Together with millions of people around the world, my heart has been drawn in recent months to the political and humanitarian crisis unfolding in Zimbabwe.  The tragedy of that nation’s descent into internal chaos is magnified by the high sense of purpose and prosperity that a newly independent Zimbabwe brought to Africa and the world nearly three decades ago.  Sadly, Robert Mugabe’s government has undermined that promise beyond recognition with its systematic repression of human rights, democracy, and economic opportunity for the people of Zimbabwe.  The turmoil in the wake of Zimbabwe’s recent elections signals an urgent need for governments and other leaders in the international community to stand in solidarity with the people of Zimbabwe, and call for an end to this long hour of human suffering and the beginning of a new era of promise and opportunity. 

In listening to the voices of bishops and other leaders in Zimbabwe and the region, I urge all Episcopalians to advocate for an international response with three components:

First, the international community must act to ensure a fair resolution of Zimbabwe’s March 29 elections.  According to nearly all independent observers, those elections – if reported accurately – would reveal a strong majority in favor of removing the present government.  Unfortunately, the electoral process has been so marred by government tampering, intimidation, and violence that the results reported last week – a narrow edge for the opposition that requires a run-off election – appear to be wholly without credibility.  Moreover, unless neighboring governments and multinational institutions intervene to ensure electoral fairness, any run-off election would threaten even greater upheaval.  Institutions with clout in the region – the government of South Africa, the Southern African Development Community, and the African Union – thus far have not mounted the massive pressure needed to ensure a fair electoral process for Zimbabwe’s people, and I join my brother bishops in the region in calling for urgent and creative action from these parties.

Second, all in the international community have a moral obligation to stand for an end to the political violence, torture, intimidation, and other human-rights abuses unleashed by the Mugabe government in the weeks since the elections.  Government riot police raiding a meeting of the Anglican Mothers’ Union in Mbare is but one example of a pattern whose greatest abuses are far more shocking.  Such repression is an affront to the dignity of every human being, and if left unchecked by Zimbabwe’s neighbors, threatens to plunge Zimbabwe into violence much more severe and widespread. 

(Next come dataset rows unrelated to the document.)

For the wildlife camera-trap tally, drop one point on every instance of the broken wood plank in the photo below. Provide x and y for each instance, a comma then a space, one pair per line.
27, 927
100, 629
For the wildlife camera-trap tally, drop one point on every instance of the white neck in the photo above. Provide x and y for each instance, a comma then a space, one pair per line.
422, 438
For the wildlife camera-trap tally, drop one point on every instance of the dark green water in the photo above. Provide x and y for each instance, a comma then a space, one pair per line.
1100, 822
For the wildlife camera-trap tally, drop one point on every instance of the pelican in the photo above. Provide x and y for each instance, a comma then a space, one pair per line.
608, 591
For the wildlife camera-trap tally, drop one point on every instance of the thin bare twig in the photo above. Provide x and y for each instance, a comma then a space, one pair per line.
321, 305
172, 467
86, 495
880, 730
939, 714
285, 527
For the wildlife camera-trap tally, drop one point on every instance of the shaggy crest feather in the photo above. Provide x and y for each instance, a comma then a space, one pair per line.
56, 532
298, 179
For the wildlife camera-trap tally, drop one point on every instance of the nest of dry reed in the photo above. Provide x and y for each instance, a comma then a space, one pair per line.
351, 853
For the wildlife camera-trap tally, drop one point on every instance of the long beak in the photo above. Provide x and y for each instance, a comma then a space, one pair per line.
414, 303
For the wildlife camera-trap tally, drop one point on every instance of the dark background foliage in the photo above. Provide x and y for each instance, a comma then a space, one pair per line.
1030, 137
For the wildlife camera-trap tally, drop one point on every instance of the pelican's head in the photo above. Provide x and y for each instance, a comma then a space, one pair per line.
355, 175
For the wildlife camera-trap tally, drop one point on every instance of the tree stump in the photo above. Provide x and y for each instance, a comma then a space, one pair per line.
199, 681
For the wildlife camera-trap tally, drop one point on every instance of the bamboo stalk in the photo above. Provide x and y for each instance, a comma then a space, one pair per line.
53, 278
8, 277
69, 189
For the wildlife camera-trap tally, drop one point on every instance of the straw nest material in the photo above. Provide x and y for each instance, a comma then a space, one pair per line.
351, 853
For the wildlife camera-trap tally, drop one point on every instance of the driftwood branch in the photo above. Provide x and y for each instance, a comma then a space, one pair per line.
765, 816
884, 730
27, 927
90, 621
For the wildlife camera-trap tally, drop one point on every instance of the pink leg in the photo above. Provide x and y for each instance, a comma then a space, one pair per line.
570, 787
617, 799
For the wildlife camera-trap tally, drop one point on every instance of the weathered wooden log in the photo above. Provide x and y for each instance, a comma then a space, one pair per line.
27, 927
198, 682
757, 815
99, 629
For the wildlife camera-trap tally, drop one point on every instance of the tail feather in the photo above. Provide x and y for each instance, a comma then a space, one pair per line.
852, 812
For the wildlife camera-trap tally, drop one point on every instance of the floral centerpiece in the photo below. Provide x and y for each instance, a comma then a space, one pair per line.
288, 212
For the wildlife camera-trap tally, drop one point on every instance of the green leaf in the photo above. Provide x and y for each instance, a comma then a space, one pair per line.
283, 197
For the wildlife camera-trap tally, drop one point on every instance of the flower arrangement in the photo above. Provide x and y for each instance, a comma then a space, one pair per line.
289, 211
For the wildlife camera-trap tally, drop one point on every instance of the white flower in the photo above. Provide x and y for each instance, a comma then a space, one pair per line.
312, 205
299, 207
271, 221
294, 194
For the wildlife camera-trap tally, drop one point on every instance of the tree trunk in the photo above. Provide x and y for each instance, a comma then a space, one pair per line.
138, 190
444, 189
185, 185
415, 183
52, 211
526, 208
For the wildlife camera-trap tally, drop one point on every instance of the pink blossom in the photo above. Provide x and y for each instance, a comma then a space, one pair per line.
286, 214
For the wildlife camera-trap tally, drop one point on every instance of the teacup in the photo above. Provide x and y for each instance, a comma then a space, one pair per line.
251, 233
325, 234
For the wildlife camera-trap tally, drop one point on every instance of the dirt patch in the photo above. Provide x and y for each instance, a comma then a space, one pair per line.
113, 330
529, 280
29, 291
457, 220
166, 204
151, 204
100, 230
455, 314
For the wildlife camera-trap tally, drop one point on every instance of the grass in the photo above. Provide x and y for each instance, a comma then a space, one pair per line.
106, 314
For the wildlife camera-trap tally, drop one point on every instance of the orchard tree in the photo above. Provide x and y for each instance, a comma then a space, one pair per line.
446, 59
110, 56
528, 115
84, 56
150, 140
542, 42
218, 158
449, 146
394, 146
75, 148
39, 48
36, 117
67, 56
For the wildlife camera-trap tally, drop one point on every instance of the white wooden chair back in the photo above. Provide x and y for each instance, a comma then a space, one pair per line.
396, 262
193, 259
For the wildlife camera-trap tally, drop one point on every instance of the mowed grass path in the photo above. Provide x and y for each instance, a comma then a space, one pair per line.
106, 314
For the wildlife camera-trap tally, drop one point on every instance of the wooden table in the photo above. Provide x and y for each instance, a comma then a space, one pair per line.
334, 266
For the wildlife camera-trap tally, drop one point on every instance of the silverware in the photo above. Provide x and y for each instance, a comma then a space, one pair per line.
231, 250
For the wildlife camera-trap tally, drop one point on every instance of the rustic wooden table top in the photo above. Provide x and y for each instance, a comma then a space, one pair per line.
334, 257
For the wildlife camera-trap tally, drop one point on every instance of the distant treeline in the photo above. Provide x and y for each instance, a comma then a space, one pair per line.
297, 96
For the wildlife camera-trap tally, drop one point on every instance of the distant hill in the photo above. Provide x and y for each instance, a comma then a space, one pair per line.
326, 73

Finally, I join with the Archbishops of Canterbury and York, and the Archbishop of Cape Town, in calling for an international arms embargo against the government of Zimbabwe.  The prospect of a more-heavily armed Zimbabwe not only further threatens the security and well-being of Zimbabweans, but would also deeply undermine the peace and stability of the whole region.  I am deeply thankful for the recent and successful efforts of Bishop Rubin Phillip of Natal in South Africa to prevent the offloading in Durban of a Chinese ship carrying arms for Zimbabwe.  This much-publicized incident reveals, however, the urgent need for the United Nations Security Council to impose an internationally enforced embargo that would prevent arms from reaching the Zimbabwean government and sanction any who try to provide such arms. 

In seeking these responses from government leaders, I urge all Episcopalians to continue to pray, in the name of the Prince of Peace, for the people of Zimbabwe.  In a land that has suffered so greatly in recent years as a result of 165,000 percent inflation, 80 percent unemployment, and poverty so drastic that life expectancy is now only in the mid-30s, the need for healing and transformation could not be more urgent.  May God, “in whose perfect kingdom no sword is drawn but the sword of righteousness, and no strength known but the strength of love,” grant wisdom, courage, and strength to the people of Zimbabwe and to all who work for an end to that great land’s current strife.